Obama’s “hope and change” results.
Unemployment Rate: This administration does not count the unemployed who are no longer looking for a job. So, without counting them, the unemployment rate is currently identical to February 2009 at 8.3%, after being well above that level for 36 months. The month before signing the Stimulus Obama promised it would never go above 8%. The CBO predicts unemployment to remain closer to 9% through 2012. Who knows what it would be if we actually counted everyone that is unemployed.
Long-term Unemployment: The number of workers who have been unable to find a job in 27 months or more is up 83% - now totaling 5.5 million people.
Civilian Labor Force: It has shrunk 126,000. According to IBD, in past recoveries the labor force has expanded by more than 3 million people over comparable time periods.
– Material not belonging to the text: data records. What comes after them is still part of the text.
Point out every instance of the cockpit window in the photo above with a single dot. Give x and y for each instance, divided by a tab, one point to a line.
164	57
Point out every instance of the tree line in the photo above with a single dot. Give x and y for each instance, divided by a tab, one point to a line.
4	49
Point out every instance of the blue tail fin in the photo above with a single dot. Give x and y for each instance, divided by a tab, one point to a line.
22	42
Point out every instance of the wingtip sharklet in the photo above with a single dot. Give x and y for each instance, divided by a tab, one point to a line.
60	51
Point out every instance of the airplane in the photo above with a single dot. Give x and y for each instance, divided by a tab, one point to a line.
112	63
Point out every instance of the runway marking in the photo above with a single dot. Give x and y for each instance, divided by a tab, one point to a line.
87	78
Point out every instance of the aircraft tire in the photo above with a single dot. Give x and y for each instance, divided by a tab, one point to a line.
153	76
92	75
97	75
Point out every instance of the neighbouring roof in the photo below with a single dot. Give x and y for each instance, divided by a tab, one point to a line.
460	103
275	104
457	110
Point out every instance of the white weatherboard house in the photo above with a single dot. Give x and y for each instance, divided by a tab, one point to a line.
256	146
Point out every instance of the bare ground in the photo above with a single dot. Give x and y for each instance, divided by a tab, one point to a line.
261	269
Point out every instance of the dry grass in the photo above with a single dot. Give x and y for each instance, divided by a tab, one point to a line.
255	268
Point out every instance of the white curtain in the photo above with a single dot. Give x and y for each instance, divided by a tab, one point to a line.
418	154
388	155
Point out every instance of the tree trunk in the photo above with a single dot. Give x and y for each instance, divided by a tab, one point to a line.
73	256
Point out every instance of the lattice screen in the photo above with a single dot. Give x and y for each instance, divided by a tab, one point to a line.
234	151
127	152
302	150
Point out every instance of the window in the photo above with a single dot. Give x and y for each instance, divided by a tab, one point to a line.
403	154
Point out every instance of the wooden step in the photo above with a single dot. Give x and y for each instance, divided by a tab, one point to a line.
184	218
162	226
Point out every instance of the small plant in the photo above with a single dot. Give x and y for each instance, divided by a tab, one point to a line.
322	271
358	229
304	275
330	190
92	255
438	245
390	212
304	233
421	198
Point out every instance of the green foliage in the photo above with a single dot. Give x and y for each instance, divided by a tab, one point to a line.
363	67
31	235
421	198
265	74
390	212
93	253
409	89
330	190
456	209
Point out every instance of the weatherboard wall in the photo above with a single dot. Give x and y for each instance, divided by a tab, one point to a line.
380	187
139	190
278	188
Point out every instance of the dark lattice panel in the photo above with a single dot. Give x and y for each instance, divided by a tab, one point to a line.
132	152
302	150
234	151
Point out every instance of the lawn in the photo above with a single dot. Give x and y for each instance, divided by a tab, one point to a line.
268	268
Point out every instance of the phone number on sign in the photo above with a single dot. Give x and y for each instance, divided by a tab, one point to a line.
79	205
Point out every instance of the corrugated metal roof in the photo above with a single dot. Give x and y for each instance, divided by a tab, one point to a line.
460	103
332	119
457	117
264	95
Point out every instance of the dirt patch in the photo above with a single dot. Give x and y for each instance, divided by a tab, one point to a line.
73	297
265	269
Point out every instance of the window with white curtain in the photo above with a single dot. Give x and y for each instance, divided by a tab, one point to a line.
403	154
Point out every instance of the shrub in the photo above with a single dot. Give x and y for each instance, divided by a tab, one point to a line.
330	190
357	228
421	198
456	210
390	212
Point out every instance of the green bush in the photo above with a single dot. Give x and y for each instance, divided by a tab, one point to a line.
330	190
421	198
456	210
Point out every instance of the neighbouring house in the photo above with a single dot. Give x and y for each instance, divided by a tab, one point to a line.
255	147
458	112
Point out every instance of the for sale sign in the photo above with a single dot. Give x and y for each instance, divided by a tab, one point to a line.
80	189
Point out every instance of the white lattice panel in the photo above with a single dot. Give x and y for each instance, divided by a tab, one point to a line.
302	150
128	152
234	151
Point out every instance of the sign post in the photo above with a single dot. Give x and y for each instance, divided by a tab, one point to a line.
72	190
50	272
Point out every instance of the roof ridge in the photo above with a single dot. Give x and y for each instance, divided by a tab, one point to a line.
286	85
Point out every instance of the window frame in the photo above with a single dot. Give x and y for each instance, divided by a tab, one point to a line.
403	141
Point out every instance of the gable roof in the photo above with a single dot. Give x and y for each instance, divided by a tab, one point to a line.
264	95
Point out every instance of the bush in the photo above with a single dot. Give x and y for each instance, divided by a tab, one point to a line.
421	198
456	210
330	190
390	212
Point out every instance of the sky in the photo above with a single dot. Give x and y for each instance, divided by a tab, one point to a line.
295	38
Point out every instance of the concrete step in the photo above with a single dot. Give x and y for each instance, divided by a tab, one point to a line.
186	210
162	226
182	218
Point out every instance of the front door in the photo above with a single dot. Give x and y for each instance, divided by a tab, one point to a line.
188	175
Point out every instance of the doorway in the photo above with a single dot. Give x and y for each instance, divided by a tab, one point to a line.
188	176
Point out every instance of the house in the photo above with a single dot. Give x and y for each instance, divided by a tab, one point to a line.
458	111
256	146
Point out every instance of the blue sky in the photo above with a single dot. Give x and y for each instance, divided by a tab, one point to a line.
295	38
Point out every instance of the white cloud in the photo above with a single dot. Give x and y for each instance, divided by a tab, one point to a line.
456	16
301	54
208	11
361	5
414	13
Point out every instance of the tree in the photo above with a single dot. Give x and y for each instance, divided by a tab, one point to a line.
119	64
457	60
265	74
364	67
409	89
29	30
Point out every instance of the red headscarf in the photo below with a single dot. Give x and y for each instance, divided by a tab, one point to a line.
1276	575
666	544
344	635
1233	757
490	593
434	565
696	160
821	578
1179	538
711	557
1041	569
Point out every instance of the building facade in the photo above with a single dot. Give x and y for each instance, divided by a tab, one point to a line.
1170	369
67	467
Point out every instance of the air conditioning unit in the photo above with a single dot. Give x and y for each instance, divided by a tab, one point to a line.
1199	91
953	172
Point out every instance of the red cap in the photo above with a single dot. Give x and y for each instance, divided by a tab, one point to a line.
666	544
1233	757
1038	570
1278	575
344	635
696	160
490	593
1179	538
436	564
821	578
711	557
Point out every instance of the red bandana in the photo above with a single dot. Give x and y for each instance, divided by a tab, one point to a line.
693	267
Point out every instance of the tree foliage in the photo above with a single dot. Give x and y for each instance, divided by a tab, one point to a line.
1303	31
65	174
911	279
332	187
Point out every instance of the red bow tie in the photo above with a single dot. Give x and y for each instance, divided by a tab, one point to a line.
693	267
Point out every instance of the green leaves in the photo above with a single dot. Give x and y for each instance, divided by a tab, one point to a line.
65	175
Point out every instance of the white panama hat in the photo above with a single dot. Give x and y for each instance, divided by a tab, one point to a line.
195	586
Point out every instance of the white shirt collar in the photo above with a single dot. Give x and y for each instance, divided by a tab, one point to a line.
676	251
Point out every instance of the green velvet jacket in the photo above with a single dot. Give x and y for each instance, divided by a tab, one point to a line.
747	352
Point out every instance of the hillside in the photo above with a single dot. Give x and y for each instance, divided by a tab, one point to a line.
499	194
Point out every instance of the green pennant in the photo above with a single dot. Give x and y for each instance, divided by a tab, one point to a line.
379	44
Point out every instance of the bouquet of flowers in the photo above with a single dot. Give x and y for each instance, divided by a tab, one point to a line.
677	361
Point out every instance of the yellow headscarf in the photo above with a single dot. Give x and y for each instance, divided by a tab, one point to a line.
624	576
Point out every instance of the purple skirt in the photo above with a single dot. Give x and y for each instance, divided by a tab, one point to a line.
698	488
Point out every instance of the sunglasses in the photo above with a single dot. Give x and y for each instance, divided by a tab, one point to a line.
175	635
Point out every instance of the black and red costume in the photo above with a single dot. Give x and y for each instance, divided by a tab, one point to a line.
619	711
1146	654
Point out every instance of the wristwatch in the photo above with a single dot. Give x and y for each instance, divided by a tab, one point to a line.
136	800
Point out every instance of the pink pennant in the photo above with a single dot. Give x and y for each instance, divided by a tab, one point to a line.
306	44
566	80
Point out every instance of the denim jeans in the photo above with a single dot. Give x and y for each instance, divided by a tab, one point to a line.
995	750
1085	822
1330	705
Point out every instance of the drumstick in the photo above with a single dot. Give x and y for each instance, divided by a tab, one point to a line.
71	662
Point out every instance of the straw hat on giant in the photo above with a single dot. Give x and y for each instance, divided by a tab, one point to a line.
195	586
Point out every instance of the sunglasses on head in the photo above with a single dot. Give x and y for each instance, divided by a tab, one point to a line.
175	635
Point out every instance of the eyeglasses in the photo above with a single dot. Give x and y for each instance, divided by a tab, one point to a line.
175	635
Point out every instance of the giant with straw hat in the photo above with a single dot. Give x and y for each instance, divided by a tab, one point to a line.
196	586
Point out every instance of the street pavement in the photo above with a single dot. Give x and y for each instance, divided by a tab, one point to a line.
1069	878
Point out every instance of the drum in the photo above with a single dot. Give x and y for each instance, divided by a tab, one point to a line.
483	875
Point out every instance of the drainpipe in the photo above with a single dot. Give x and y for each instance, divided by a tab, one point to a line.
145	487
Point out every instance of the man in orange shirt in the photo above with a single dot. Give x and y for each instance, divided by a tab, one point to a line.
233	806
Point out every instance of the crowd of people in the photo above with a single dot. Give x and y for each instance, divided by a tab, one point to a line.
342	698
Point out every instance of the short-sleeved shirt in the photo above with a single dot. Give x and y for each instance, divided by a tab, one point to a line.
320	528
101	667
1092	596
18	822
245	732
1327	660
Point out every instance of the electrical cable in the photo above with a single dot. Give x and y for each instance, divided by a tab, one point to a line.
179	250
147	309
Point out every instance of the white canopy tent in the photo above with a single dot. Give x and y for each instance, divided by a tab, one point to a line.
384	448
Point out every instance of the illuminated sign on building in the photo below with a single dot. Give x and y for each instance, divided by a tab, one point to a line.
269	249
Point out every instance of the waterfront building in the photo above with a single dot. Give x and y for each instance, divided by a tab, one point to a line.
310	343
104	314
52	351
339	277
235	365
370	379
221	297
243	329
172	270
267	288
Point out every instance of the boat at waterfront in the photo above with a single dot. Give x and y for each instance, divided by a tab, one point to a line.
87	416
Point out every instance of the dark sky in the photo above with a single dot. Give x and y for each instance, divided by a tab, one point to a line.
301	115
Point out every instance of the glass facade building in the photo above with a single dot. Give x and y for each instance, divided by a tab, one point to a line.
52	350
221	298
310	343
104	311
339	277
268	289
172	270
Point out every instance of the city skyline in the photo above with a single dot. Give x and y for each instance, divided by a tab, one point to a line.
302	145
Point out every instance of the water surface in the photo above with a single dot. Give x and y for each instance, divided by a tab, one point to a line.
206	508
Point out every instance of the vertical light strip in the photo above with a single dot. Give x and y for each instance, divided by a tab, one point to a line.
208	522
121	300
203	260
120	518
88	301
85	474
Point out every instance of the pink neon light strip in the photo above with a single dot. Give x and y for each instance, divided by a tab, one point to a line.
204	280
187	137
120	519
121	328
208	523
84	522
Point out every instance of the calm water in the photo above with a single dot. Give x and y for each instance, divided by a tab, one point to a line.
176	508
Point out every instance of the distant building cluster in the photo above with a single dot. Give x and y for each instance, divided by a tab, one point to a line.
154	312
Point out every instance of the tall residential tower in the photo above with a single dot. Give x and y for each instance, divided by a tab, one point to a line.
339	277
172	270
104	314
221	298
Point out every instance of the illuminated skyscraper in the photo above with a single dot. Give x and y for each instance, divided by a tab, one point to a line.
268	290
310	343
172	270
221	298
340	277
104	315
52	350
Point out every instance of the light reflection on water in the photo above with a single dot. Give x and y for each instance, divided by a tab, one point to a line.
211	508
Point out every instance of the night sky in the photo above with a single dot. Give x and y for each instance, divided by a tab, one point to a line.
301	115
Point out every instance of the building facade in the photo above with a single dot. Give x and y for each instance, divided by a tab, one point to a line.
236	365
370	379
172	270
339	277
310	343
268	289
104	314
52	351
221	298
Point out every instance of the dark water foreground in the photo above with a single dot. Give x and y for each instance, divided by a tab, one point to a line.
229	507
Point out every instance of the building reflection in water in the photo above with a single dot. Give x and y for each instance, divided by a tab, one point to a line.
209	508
Labor Force Participation Rate: A measure of the number of age eligible Americans working or looking for a job – the LPR is down 3% to 63.7% - also highly unusual this far into a recovery, and a rate not seen since the early 1980s when fewer women were in the workforce. About four million people have given up on finding a job. A low LPR artificially makes the unemployment rate look better that it really is.
Household Income: Median annual household income is about 7% lower than in February 2009 according to the Sentier Research Household Income Index.
National Debt: Up $4.5 trillion – a staggering 41% - to $15.4 trillion.
Deficits: FY 2009’s deficit was $1.4 trillion. Obama’s new budget projects FY 2012 will be $1.33 trillion. FY 2010 added $1.293 trillion; FY 2011 another $1.299 trillion. He had promised to cut “the deficit he inherited” for 2009 in half by the end of his first term.
Gross Domestic Product: Real GDP has climbed just 6% between Q1 2009 (the bottom of the recession) and Q4 2011 making this the slowest recovery since the Great Depression.
My conclusion on "hope and change"; our only hope is for a change in NOVEMBER.